BEIRUT - Lebanese agricultural production, badly affected by the hostilities between Israel and Hezbollah, faces a crisis if the conflict does not end soon, according to government officials.

“The sector has been hit very badly because all the roads have been hit, there is no possibility to go from one village to another or from the field to the market, and you can’t reach the fields to harvest because there is always bombing and shelling,” said Talal Al-Sahili, the Agriculture Minister.

The death of 33 farm workers in the northern Beqaa valley on Friday highlighted the kinds of risks many in the industry face. The workers, mostly Syrians, were killed in an Israeli air strike as they were loading a truck with fruit in fields near the Lebanese town of Qaa.

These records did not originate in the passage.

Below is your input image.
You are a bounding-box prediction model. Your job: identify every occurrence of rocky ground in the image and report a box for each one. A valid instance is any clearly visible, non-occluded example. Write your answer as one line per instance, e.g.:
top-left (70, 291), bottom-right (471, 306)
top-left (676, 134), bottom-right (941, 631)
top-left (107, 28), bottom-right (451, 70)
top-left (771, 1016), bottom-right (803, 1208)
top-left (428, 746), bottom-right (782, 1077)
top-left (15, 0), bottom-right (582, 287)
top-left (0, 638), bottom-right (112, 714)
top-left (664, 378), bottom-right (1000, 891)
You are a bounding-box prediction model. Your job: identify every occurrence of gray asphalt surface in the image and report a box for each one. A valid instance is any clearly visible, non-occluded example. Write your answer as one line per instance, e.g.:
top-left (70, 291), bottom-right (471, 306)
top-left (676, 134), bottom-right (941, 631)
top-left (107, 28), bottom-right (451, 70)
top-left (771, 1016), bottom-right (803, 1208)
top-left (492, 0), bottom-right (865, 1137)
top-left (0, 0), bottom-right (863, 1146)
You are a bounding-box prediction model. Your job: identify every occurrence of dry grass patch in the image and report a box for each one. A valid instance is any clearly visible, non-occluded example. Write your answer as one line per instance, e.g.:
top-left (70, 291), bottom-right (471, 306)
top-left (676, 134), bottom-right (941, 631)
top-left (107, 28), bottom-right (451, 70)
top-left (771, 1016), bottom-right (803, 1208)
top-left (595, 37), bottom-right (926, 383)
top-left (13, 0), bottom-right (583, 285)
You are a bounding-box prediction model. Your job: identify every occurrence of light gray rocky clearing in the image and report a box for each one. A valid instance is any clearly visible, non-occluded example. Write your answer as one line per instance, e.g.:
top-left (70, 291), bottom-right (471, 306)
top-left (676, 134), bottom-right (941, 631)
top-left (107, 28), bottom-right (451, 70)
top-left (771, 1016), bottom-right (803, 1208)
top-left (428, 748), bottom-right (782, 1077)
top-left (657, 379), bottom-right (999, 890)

The conflict began on 12 July after Hezbollah captured two Israeli soldiers on the border between Lebanon and Israel. According to the latest official figures from the Lebanese and Israeli governments, 907 Lebanese and 75 Israelis have been killed in the conflict.

In addition to human life the financial cost to agriculture is estimated to be huge. “Tens of millions of dollars is only a first estimate,” said Sahili.

Sahili said the sub-sectors that had been hit the hardest were poultry and citrus farming. Poultry farms have been unable to obtain chicken feed due to the blockade and as many as 80 percent of stock in some farms have died.

Citrus crops on the coastal plains of southern Lebanon have been left to rot during harvest-time as farmers cannot get to their fields because of air raids.

But all aspects of the agricultural sector have been affected by the conflict, Sahili said. Israel’s targeting of trucks has meant farmers have been unable to transport their crops, including lemons, oranges, sugar beet and tobacco, to the market, even when they are able to harvest them. In the Beqaa valley, the US $40 million Liban Lait milk factory was devastated in an Israeli air strike more than two weeks ago, stripping milk farmers of a market.

“This milk factory was one of the best in the Middle East,” said Sahili. The loss of revenue will leave many farmers in debt.

There is only one harvest a year, which is used to repay the money borrowed to fund production. “But now farmers will not only suffer a loss of revenue but they will also have debt,” said Kanj Hamade, an agriculture student from the town of Hermel, in the northern Beqaa.

“The other problem is that there is no power so they will not be able to store their produce,” Hamade said.

The conflict is now entering its fourth week and the number of farmers affected is growing.

Lebanon’s wine industry, worth US $25 million and expanding rapidly, is also suffering. “The harvest normally starts in early September. If this does not stop by the time the harvest starts then there will be a catastrophe,” said Charles Ghostine, the managing director of Ksara vineyard in the Beqaa valley.

“What happened when these farm workers were [killed on Friday] makes it clear that if there is no ceasefire then it will be almost impossible to harvest,” he added.

Ghostine said the intense air raids and blockade in the current conflict were the worst the sector had ever faced. “We could harvest all the years through the civil war [1975-90]; we never skipped one year,” he said.

The government estimates the total cost of the damage inflicted on Lebanon to be more than US $2 billion and the country will require at least four years to recover economically.